The Albertina is a museum in the Innere Stadt (First District) of Vienna, Austria. It houses one of the largest and most important print rooms in the world with approximately 65,000 drawings and approximately 1 million old master prints, as well as more modern graphic works, photographs and architectural drawings. Apart from the graphics collection the museum has acquired, on permanent loan, two significant collections of Impressionist and early 20th-century art, some of which are on permanent display. The museum also houses temporary exhibitions. The museum had 1,037,347 visitors in 2025, down 3 percent from 2024, but up 4% from 2019, before the COVID-19 pandemic. It ranked 74th in the list of most-visited art museums in the world.

== History==

The Albertina was erected on one of the last remaining sections of the fortifications of Vienna, the Augustinian Bastion. Originally, the Hofbauamt (Court Construction Office), which had been built in the second half of the 17th century, stood in that location. In 1744 it was refurbished by the director of the Hofbauamt, Emanuel Teles Count Silva-Tarouca, to become his palace; it was therefore also known as Palais Taroucca. The building was later taken over by Albert Casimir, Duke of Teschen, who used it as his residence. Albert later brought his graphics collection there from Brussels, where he had acted as the governor of the Habsburg Netherlands. He had the building extended by Louis Montoyer. Since then, the palace has immediately bordered the Hofburg. The collection was expanded by Albert's successors. When his grandson Archduke Albrecht, Duke of Teschen lived there until his death in 1895 it was called the Palais Erzherzog Albrecht.

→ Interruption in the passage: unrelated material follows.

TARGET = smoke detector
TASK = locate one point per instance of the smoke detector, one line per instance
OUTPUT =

The collection was created by Albert Casimir, Duke of Teschen with the Genoese count Giacomo Durazzo, the Austrian ambassador in Venice. In 1776 the count presented nearly 1,000 pieces of art to the duke and his wife Maria Christina (Maria Theresa's daughter). Count Durazzo, who was the brother of Marcello Durazzo, the Doge of Genoa – "wanted to create a collection for posterity that served higher purposes than all others: education and the power of morality should distinguish his collection...."

In the 1820s Archduke Charles, Duke Albert and Maria Christina's foster son, initiated further modifications to the building by Joseph Kornhäusel, which affected mostly its interior decoration. After Archduke Charles, his son Archduke Albert then Albrecht's nephew the popular Archduke Friedrich, Duke of Teschen lived in the building.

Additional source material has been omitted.